OPINION

A victory for private property rights in customary law

Zakhele Mthembu says those opposed to private property need a better reason than notion that it's an extension of colonialism

A victory for private property rights in customary law – Zakhele Mthembu

25 October 2021

The Ingonyama Trust has been in the news for quite a while. Depending on where you sit on the proverbial political compass, left of right, the issue ought to be of interest to you. The question of whether it is possible, using the paradigm of the indigenous customs of abaNtu, to institute a private property title regime, has been a central one. According to KwaZulu-Natal High Court case of Council for the Advancement of the South African Constitution v Ingonyama Trust (11 June 2021), the answer is yes.

This case was brought by residents of the Ingonyama Trust, with judgment handed down in June. The main point of contention was whether the Trust, governed by the Ingonyama Trust Act of 1994 (Trust Act), had the power to convert Permission to Occupy (PTO) certificates, which it had granted to residents in the former Zululand bantustan (presently the land governed by the Ingonyama Trust), into leases. Beyond the legalese of these facts, the central issue was to whom does the land belong, the people or the Zulu King? The family or the state?

The court ruled that the leases, which were introduced by the Trust in the mid to late 2000s, were unconstitutional, had no basis in the legislation which the Trust Act claims to be governed by, and most importantly, could not be supported by the prescripts and normative paradigm of indigenous Zulu law.

The order also stated that the leases were illegal and that the Trust, with the monarch as its sole trustee, was liable to pay back the money that had been paid to it as rental fees which were introduced when the PTO certificates were converted to leases. Most importantly, the court spent a considerable amount of time interrogating Zulu culture and by extension Zulu law and, as such, contributed greatly towards the development of customary law as it is currently known, and African common law as it should be known in the future.

The King and the Trust claimed that individual and exclusive ownership was impossible under Zulu culture and law, making the leases the closest instance in the modern legal environment that could approximate the title regime that would be prevalent if the monarch was sovereign as was the case prior to colonisation.

This contention is however not supported by historical fact, as the court highlighted in its judgment. The court’s impeccable reasoning, using the language of the Trust Act, found that the land, as per Zulu culture, belongs to none other than the people themselves, with the King being an administrator, not the owner of said land.

The court mentioned how the idea of paying rent to the King for land was unheard of in Zulu law, making the leases a perversion thereof. Most importantly, it referred to how even according to Zulu law, full ownership over property like land vested in the families that occupied it themselves instead of in the King.
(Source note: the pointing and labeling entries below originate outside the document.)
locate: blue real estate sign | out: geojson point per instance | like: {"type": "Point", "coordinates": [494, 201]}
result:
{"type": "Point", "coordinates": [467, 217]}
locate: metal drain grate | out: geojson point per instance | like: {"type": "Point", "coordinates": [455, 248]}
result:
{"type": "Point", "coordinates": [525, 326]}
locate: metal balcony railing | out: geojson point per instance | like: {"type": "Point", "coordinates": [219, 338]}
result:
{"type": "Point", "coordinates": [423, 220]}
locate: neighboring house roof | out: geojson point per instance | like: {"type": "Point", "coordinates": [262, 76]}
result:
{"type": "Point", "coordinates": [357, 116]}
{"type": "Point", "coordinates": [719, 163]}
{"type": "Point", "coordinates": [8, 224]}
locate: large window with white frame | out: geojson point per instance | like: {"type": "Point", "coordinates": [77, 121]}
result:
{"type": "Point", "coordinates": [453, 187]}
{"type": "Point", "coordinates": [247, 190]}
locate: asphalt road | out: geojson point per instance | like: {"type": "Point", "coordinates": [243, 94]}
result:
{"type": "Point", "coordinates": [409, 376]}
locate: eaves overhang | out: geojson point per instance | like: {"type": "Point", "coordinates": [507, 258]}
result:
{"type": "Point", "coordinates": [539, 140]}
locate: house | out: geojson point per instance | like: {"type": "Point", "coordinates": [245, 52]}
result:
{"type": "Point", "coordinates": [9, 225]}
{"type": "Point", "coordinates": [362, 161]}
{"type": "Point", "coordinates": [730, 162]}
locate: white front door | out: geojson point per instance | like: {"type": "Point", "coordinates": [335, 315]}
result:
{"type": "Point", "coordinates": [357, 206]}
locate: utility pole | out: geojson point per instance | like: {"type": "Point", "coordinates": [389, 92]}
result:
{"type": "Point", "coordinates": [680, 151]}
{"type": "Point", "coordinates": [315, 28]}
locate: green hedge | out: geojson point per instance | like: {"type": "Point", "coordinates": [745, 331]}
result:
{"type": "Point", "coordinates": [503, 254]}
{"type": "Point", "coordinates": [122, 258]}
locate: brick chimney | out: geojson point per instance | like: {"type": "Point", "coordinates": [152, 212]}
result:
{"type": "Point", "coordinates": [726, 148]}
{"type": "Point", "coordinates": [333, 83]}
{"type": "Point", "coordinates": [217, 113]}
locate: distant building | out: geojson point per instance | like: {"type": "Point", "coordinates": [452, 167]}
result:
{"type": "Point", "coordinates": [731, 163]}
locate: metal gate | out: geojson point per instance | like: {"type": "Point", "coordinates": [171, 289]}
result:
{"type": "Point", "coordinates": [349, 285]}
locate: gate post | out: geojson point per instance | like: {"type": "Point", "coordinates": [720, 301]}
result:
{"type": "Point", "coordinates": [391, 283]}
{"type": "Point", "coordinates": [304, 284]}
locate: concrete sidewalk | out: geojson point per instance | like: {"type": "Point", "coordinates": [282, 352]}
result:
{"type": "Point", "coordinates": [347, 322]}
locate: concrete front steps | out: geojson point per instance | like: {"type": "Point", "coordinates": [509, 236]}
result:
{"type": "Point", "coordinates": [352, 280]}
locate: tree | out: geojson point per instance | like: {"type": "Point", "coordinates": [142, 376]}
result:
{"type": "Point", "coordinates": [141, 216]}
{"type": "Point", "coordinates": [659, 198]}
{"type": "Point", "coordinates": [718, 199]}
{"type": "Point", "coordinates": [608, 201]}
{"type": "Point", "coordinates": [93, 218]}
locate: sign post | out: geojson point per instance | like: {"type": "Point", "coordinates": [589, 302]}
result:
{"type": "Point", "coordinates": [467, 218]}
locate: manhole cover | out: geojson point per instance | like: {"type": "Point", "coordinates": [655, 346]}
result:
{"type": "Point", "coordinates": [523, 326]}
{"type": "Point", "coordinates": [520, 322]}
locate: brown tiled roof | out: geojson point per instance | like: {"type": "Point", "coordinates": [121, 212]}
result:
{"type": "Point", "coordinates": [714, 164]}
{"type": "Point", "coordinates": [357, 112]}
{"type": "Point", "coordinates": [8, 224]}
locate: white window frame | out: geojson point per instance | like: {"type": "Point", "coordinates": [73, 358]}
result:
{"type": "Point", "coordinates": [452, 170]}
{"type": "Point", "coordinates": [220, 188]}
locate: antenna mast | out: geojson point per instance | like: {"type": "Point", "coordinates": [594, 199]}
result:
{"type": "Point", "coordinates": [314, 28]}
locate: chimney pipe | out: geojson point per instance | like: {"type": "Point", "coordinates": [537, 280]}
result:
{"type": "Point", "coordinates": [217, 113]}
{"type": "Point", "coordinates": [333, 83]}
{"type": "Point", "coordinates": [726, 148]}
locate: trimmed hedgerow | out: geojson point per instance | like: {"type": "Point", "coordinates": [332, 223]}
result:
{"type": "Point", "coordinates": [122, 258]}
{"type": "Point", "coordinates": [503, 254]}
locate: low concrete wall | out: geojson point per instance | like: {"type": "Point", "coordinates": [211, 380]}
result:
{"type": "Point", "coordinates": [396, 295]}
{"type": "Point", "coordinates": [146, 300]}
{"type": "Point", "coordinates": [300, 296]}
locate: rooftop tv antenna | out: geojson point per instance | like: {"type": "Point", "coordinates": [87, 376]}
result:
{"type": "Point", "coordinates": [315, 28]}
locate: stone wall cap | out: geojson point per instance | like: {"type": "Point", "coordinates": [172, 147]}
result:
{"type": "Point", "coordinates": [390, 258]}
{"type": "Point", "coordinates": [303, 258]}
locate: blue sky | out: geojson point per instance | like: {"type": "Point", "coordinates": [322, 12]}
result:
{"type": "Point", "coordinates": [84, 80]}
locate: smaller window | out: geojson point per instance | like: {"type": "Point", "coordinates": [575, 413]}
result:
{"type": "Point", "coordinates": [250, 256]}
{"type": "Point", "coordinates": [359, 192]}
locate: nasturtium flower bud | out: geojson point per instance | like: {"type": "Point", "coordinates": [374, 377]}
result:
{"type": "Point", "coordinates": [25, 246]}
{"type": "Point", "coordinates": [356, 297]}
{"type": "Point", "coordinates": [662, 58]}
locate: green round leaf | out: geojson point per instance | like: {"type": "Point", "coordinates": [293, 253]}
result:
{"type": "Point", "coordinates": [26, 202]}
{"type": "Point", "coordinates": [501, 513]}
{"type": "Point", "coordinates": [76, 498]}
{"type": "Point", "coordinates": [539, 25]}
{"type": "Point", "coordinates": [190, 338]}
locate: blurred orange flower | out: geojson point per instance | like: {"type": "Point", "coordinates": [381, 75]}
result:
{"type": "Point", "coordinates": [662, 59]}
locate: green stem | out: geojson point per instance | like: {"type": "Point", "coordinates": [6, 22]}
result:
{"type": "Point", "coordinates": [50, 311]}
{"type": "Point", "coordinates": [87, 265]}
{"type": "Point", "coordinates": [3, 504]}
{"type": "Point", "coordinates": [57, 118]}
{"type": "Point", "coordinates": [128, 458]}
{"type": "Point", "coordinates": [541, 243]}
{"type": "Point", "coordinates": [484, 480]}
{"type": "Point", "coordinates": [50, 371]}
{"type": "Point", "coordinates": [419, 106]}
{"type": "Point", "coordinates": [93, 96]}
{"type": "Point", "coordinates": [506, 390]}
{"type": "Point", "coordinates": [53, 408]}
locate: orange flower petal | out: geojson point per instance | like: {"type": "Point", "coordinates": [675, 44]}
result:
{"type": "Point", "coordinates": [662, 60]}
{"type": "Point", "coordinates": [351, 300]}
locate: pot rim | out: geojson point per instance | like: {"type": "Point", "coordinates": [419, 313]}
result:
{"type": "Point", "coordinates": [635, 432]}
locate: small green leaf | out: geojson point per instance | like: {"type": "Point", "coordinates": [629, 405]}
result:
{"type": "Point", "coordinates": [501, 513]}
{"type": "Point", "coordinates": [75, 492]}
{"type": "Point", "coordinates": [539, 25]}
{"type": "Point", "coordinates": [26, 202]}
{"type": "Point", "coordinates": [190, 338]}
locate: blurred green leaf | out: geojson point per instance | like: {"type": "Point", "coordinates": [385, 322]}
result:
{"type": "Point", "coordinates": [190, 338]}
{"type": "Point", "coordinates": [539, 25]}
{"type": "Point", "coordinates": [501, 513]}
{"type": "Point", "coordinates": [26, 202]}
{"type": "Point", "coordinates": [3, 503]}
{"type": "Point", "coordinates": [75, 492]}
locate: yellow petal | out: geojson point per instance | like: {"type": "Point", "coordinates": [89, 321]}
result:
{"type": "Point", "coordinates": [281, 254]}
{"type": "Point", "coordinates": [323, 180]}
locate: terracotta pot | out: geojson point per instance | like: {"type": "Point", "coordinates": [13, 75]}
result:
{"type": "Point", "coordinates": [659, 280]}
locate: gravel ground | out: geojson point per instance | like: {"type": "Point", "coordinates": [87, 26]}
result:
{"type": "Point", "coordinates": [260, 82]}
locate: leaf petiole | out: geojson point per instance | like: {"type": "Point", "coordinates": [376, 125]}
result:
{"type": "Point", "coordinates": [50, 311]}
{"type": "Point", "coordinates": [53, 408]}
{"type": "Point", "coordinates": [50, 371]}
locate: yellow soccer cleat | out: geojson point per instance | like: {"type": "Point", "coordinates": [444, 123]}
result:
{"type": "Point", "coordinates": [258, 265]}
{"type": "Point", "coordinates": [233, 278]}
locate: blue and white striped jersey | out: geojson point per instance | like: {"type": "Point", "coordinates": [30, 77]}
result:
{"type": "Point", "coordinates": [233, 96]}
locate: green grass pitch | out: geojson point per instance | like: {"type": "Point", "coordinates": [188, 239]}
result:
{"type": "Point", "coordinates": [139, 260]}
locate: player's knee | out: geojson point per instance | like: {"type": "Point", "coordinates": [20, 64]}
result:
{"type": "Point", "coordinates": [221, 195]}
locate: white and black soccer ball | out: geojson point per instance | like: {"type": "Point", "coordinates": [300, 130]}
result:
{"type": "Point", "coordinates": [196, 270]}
As the saying goes in multiple branches of the African cultural tree, ‘A king is made by his people’. Therefore, the idea that a representative of the people, their agent, would enjoy more rights (ownership) whilst the source of their authority, the people themselves, enjoy lesser rights, is absurd. The relationship of a lessee and lessor introduced by the lease system is not recognized in Zulu law and the court rightfully held it to be so.

The Trust was ordered to reinstitute the PTO certificate system which had been discontinued. These certificates have their genesis tied to land that had not been subject to surveying. They were issued, and their holder, once their area had been surveyed, could convert this Permission to Occupy into  full ownership title.

Therefore, the PTO certificates which the court said must be issued, were a placeholder in earnest, and the focus of the Trust should be to convert these certificates into full title. This should be done to represent the true ownership of the land administered by the Trust, vesting in no one else but the people themselves.

The case represents a fundamental development in customary law in South Africa. Most pronounced, it highlights how private property is not divorced from the prescripts of African culture and law. The ill-considered ‘solution’ to the history of property dispossession in this part of the world is usually presented as the state becoming the custodian of the land and everyone else being a tenant for all intents and purposes.

One wonders how the property owners who are to be created by the PTO system being reinstituted would feel about the prospect of the state having the power to take their property and not pay them any compensation at all, as proposed by the Constitution Eighteenth Amendment Bill currently being considered by Parliament. We can only wonder.

Until then, the property rights as well as the liberty of indigenous peoples remains an imperative. The principles of private property are not opposed to indigenous culture. So those opposed to private property will have to find a better reason for their rejection of it beyond the ridiculous notion that it is an extension of colonialism and thus somehow can be consciously undermined.

Zakhele Mthembu is law student at the University of the Witwatersrand. The views expressed in this article are the author’s and not necessarily shared by the members of the Free Market Foundation.